The path was pitch black, but Hew could see where the soldiers couldn’t. He was born on the land and knew every inch of it. His family had many years in history, built the stone mountain and the shallow areas of the sea and rivers. He knew every inch and was proud; until the foreign ruler came with his kind and spoiled with every step they made.

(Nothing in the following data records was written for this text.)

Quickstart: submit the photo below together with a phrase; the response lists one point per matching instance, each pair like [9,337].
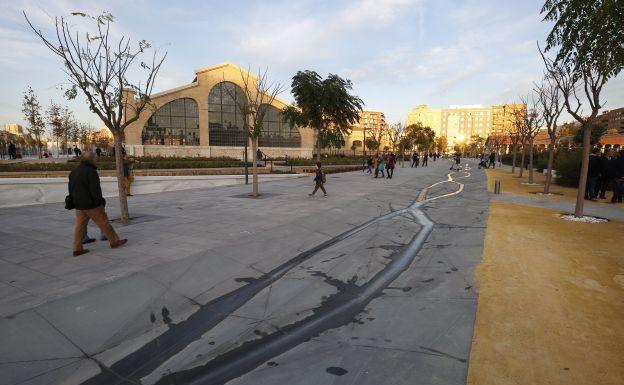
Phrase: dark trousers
[590,188]
[319,185]
[601,186]
[618,187]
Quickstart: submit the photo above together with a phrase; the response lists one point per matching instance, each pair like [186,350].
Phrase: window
[276,132]
[175,123]
[225,122]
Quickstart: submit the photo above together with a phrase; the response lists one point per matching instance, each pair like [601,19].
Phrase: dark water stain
[336,371]
[246,279]
[165,313]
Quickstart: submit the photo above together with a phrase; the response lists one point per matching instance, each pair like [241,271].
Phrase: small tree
[98,65]
[32,114]
[532,123]
[551,106]
[587,37]
[323,104]
[259,95]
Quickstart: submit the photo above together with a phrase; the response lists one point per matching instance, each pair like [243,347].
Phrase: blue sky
[398,53]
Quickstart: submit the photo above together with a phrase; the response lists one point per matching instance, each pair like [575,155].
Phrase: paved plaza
[372,285]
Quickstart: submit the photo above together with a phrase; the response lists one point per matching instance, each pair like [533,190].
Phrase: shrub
[568,166]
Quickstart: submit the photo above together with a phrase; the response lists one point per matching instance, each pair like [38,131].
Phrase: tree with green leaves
[587,41]
[98,63]
[325,105]
[259,94]
[32,114]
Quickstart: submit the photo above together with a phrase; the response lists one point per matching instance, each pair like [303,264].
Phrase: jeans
[319,185]
[590,190]
[98,215]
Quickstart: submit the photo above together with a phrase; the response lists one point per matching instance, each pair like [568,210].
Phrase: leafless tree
[259,95]
[32,112]
[578,86]
[551,106]
[533,123]
[98,65]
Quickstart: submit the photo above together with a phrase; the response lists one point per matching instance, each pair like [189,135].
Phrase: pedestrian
[85,195]
[128,165]
[390,163]
[319,180]
[603,182]
[12,150]
[381,166]
[593,175]
[369,164]
[617,165]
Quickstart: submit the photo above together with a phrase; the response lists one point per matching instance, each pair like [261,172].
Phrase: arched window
[276,132]
[175,123]
[225,122]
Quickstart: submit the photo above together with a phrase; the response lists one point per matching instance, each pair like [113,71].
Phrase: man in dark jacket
[593,175]
[86,195]
[603,182]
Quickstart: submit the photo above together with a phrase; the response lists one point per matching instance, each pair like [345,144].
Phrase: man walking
[492,160]
[319,180]
[85,195]
[593,175]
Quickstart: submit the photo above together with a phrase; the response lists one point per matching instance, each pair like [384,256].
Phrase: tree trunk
[551,157]
[513,161]
[580,196]
[318,145]
[531,161]
[254,167]
[522,159]
[121,186]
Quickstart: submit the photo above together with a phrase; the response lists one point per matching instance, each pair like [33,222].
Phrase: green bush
[568,166]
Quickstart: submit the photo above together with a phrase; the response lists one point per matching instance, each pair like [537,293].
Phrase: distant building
[202,118]
[612,119]
[371,123]
[14,128]
[459,123]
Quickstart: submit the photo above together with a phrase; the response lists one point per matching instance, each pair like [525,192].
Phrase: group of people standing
[416,158]
[381,164]
[605,169]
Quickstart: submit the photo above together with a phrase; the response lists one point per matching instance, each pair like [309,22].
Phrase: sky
[398,53]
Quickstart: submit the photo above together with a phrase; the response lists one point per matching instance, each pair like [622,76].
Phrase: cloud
[300,33]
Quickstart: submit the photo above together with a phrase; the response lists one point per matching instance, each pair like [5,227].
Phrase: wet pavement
[373,285]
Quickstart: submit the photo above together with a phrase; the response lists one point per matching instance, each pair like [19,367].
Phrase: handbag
[69,203]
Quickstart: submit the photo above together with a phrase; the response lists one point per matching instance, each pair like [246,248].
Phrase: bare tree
[32,113]
[259,96]
[533,122]
[576,86]
[98,65]
[551,106]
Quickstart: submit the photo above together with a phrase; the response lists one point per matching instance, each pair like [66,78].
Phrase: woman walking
[319,180]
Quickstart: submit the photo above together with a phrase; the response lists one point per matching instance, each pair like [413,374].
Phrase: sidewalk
[196,253]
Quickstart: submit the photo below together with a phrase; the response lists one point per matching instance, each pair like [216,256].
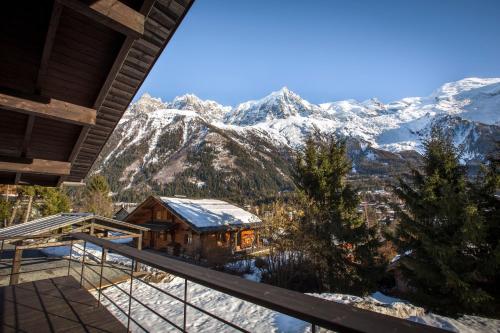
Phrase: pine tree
[52,201]
[339,243]
[441,231]
[486,195]
[96,197]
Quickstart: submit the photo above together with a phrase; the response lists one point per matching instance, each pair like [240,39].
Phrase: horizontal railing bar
[34,270]
[193,306]
[138,301]
[327,314]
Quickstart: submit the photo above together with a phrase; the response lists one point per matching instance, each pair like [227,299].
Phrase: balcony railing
[317,312]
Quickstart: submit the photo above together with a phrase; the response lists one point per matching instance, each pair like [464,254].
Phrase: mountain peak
[207,108]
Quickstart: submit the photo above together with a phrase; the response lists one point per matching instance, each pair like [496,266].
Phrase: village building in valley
[196,228]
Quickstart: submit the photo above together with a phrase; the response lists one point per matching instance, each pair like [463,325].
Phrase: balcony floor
[53,305]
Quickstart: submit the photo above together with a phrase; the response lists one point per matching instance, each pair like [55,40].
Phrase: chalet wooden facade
[196,228]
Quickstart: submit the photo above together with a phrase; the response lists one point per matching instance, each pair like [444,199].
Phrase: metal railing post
[185,305]
[70,256]
[130,294]
[1,251]
[100,278]
[83,262]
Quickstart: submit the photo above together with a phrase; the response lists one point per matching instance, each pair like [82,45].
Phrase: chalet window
[221,237]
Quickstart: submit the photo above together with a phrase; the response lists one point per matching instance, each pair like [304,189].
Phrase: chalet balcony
[66,303]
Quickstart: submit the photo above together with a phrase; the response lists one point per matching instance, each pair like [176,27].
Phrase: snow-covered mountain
[159,144]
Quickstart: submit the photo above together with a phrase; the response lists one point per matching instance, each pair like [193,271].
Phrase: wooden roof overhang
[46,226]
[68,71]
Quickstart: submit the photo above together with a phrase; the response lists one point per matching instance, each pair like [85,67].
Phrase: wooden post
[16,266]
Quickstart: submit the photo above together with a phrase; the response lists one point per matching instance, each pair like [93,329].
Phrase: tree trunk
[27,213]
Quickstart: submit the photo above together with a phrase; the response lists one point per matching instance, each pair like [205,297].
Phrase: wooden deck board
[53,305]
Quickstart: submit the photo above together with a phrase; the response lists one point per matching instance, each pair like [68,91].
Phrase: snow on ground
[247,315]
[256,318]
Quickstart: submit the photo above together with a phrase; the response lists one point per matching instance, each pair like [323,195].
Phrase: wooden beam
[50,108]
[47,48]
[27,136]
[76,149]
[105,227]
[112,13]
[16,266]
[120,58]
[36,166]
[48,244]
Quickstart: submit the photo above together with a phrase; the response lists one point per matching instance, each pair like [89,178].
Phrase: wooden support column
[16,266]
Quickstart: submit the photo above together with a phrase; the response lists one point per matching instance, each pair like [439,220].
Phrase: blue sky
[236,50]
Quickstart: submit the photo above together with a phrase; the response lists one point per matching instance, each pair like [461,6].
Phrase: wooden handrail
[317,311]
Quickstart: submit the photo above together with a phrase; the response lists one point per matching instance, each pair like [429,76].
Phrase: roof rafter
[49,108]
[112,13]
[26,165]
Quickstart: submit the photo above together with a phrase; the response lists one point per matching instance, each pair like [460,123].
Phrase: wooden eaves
[68,71]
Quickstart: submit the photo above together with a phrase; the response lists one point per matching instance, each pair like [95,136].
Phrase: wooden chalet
[68,71]
[196,228]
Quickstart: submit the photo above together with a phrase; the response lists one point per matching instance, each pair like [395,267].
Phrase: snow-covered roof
[206,214]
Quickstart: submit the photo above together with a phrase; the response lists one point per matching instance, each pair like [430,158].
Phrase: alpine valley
[201,148]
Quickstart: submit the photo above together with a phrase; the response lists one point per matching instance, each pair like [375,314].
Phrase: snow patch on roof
[210,213]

His favorite bush was ahead, many of days as a child he had ran to it to hide from his father’s punishment. His mother knew where he was, but she never told. He missed his mother. She had died at the hands of the foreign ruler, Zander, who had come with vast multitude of military men, killing all he saw, immediately on sight. He did no talking, no negotiation, nothing but immediate death to reduce Hew’s people.
Hew sat, once again, in a fetal position, and began cutting the branches off the bush. Then he ate the rest of the cake and thanked the life and soul of the earth to have given him replenishments. The foreign people didn’t like the beliefs of his people. They didn’t like the way his people looked. They didn’t like the natural powers that his people harnessed. They didn’t like the fact they couldn’t live without them. Everything they had learned was from his people. They were indeed foreign. He knew they were foreign, because there wasn’t no one from earth that didn’t know how to marry it. They carried diseases that degraded their skin, their bones, and their blood. Blood, he has never seen before. The color of their blood was different. Their foreign blood was riddled with living parasites living within their body, causing much diseases and depletion.
The cross over to the other side was just beyond the hill on top of the mountain, where he would be safe. The ruler wasn’t able to penetrate the land of the wild. It was too much jungle, plus he preferred to focus on keeping his seat.
Hew’s feet were sore and he wasn’t sure if he could make it before daylight. Barefooted and in a barley bag pants, he was fighting the active night bugs eating at him. He dug a hole in the ground to lay in and to cover himself with the dirt. He laid in it, leaving his head out on the bedded dirt pillow. His eyes were about to close, when he heard footsteps trampling up the hill. Luckily the bush was camouflaging him, but still he knew he had to move.
Unraveling himself from the bedded dirt, he shook it off while kneeling down. But the military was getting closer. He ran to another bush hoping he wouldn’t be spotted. A thorn had entered the front of his feet making him stumble to the ground, while holding back from crying out. He pulled one of three thorns out, when he heard a swooshing sound pass his head. Not knowing what to do, he bent forward and quickly pulled out the other two thorns. But before he was able to get back up, a fiery arrow went past his head, scorching his hair.